The second connecting member 12 is connected to a door panel (not shown). The camshaft 13 interconnects the first and second connecting members 11, 12, and is rotatable between a normal state and an inclined state. The threaded member 14 is screwed to one end of the camshaft 13 through the second connecting member 12 such that the camshaft 13 is fixed to the second connecting member 12. The sliding member 15 and the resilient unit 16 are mounted between the first connecting member 11 and the camshaft 13, such that there exists a gap between the sliding member 15 and the camshaft 13. The resilient unit 16 is capable of driving the camshaft 13 from the inclined state back to the normal state via the sliding member 15. The fluid chamber sleeve 17 is mounted to the first connecting member 11, and cooperates with the sliding member 15 to define a fluid chamber 171. The conventional door hinge 1 further has a fluid passage 18 that is in spatial communication with the fluid chamber 171 and the gap (between the sliding member 15 and the camshaft 13), such that a damping fluid which is in the fluid chamber 171 may be guided to flow in and out of the fluid passage 18 via the gap.

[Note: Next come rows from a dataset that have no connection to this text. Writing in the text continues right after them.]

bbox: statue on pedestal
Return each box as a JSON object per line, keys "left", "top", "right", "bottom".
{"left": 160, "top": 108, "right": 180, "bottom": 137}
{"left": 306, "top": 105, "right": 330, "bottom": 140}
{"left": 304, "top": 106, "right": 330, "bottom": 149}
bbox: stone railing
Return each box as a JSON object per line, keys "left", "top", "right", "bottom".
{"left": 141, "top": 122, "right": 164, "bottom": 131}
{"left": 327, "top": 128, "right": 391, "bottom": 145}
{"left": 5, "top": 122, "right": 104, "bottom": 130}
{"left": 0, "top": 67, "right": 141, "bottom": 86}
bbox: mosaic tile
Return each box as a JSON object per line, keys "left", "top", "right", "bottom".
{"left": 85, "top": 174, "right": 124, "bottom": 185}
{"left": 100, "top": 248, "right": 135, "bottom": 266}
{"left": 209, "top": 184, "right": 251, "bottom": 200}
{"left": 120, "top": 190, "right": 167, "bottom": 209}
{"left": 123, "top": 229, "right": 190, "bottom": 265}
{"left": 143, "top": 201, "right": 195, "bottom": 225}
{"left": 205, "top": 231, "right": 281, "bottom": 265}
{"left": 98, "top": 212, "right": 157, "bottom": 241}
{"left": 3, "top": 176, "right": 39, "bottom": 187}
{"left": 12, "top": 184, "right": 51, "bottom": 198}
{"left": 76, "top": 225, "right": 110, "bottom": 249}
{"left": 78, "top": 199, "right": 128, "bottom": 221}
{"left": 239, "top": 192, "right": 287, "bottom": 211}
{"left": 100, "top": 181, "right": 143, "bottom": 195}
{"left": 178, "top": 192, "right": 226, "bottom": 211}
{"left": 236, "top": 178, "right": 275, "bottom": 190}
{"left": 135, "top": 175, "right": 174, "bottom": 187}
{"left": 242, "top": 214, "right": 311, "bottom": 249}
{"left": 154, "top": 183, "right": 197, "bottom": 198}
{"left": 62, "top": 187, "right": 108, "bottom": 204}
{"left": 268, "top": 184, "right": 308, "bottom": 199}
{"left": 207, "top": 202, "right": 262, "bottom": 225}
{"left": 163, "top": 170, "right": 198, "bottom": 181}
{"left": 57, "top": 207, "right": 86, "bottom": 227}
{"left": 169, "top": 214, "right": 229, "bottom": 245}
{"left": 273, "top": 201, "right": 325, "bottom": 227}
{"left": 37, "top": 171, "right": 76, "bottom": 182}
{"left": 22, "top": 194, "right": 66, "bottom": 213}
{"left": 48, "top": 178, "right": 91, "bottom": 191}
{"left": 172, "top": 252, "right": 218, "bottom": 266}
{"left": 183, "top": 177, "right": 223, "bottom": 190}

Therefore, when an external force drives the door panel and the second connecting member 12 to pivot relative to the first connecting member 11, the camshaft 13 is driven to rotate from the normal state toward the inclined state, thereby driving the sliding member 15 to compress the resilient unit 16. During this time, the damping fluid in the fluid chamber 171 flows into the abovementioned gap and slows down the movement of the sliding member 15 and the rotation of the camshaft 13, so that the pivotal movement of the second connecting member 12 and the door panel is slowed down as well. When the external force is eliminated, the sliding member 15 is driven by the restoring force of the resilient unit 16 to drive the camshaft 13 back to the normal state. At this time, the damping fluid in the gap is driven to flow back into the fluid chamber 171 via the fluid passage 18. In such a manner, the damping fluid produces a damping effect so that the rotation of the camshaft 13 and the pivotal movement of the second connecting member 12 and the door panel are slowed down to prevent abrupt opening and closing of the door panel.
In order to provide enough resilient force for driving the camshaft 13 back to the normal state, the resilient unit 16 of the conventional door hinge includes two resilient members 161, 162. However, as the resilient force of the resilient unit 16 increases, the external force needed to push the door panel open has to increase as well, which is rather inconvenient from a user's perspective.